Strauss et al. (2015) studied 8 children with CODAS syndrome from 6 sibships in the Old Order Amish community of Pennsylvania who were homozygous for a missense mutation in the LONP1 gene (see MOLECULAR GENETICS). Three affected children had died of laryngeal obstruction in the first days of life, and another, who had received a tracheostomy, died of pneumonia in early infancy. The 4 remaining children required tracheostomies to survive infancy; 3 underwent laryngoscopic evaluation, which showed paretic and atrophic vocal cords, glottic narrowing, chronic sialorrhea, and swallowing dysfunction. Two patients had marked hemiatrophy of the tongue, and 3 were nourished exclusively by gastrostomy tube. All exhibited the characteristic features of CODAS syndrome, with broad skull and flattened midface, helix hypoplasia, ptosis, grooved nasal tip, anteverted nares, and with advancing age, short stature, scoliosis, genu valgum, and pes valgus. Teeth erupted late, with cusp-tip extensions.
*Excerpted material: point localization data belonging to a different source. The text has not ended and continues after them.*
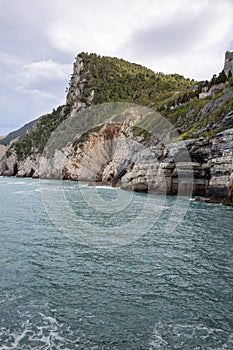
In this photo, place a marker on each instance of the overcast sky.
(39, 40)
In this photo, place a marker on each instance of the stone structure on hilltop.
(228, 64)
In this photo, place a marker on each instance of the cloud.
(39, 40)
(36, 93)
(191, 40)
(46, 69)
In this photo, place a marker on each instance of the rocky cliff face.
(112, 145)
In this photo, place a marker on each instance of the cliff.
(185, 147)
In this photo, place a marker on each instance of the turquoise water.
(164, 290)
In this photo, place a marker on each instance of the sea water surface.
(163, 290)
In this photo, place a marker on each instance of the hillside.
(110, 116)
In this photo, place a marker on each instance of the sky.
(39, 40)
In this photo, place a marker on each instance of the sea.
(86, 267)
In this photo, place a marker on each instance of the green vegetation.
(116, 80)
(37, 139)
Dense bilateral nuclear cataracts developed rapidly between 2 and 6 months of age. Audiologic testing showed impaired tympanic membrane mobility (type B pattern) and low-frequency conductive hearing loss, with the 2 oldest patients exhibiting a mixed pattern involving mild to moderate sensory hearing loss in the 2- to 4-kHz range. All affected children had hypotonia, developmental delay, and variable intellectual disability, some of which was remediable. The oldest patient died at age 14 years of accidental trauma. Neuroimaging of 1 patient at 4 years of age showed prominent cortical sulci, symmetric ventriculomegaly, subcortical hypomyelination, and thin corpus callosum. Skeletal radiographs showed metaphyseal dysplasia, and both hypoplasia and delayed ossification of epiphyses. Cervical radiographs in 2 children showed dens hypoplasia and, in 1 case, synostosis between the odontoid and C2. Coronal clefts could be observed at various levels of the vertebral column. Other features present in the Amish children included omphalocele, imperforate anus, rectovaginal fistula, and cryptorchidism. In addition, features observed on prenatal ultrasound of a stillborn female infant with CODAS included polyhydramnios, 2-vessel umbilical cord, balanced atrioventricular canal, and absence of left lower long bones, with a relatively well-formed foot attached directly to the hip.

Molecular Genetics

By exome sequencing in 2 Old Order Amish children with CODAS syndrome, Strauss et al. (2015) identified a homozygous missense mutation in the mitochondrial peptidase gene LONP1 (R721G; 605490.0001) that segregated with disease in the respective families. In total, 8 affected Amish children from 6 sibships were homozygous for R721G. Analysis of LONP1 in the original CODAS patient, a Mennonite girl from Manitoba, Canada who was reported by Shebib et al. (1991), revealed homozygosity for a different missense mutation (P676S; 605490.0002). Another Canadian patient with CODAS who was of mixed European ancestry was compound heterozygous for missense mutations in LONP1 (S631Y, 605490.0003 and A724V, 605490.0004). Transmission electron microscopy of Amish patient lymphoblast cell lines (LCLs) showed enlarged mitochondria with swollen intra- or intercristal compartments, uniform vesicular structures, and electron-dense intramitochondrial inclusions, suggestive of abnormal inner-membrane topology. In contrast, parental LCLs showed typical mitochondrial morphology with well-organized cristae and only occasional swollen cristal spaces.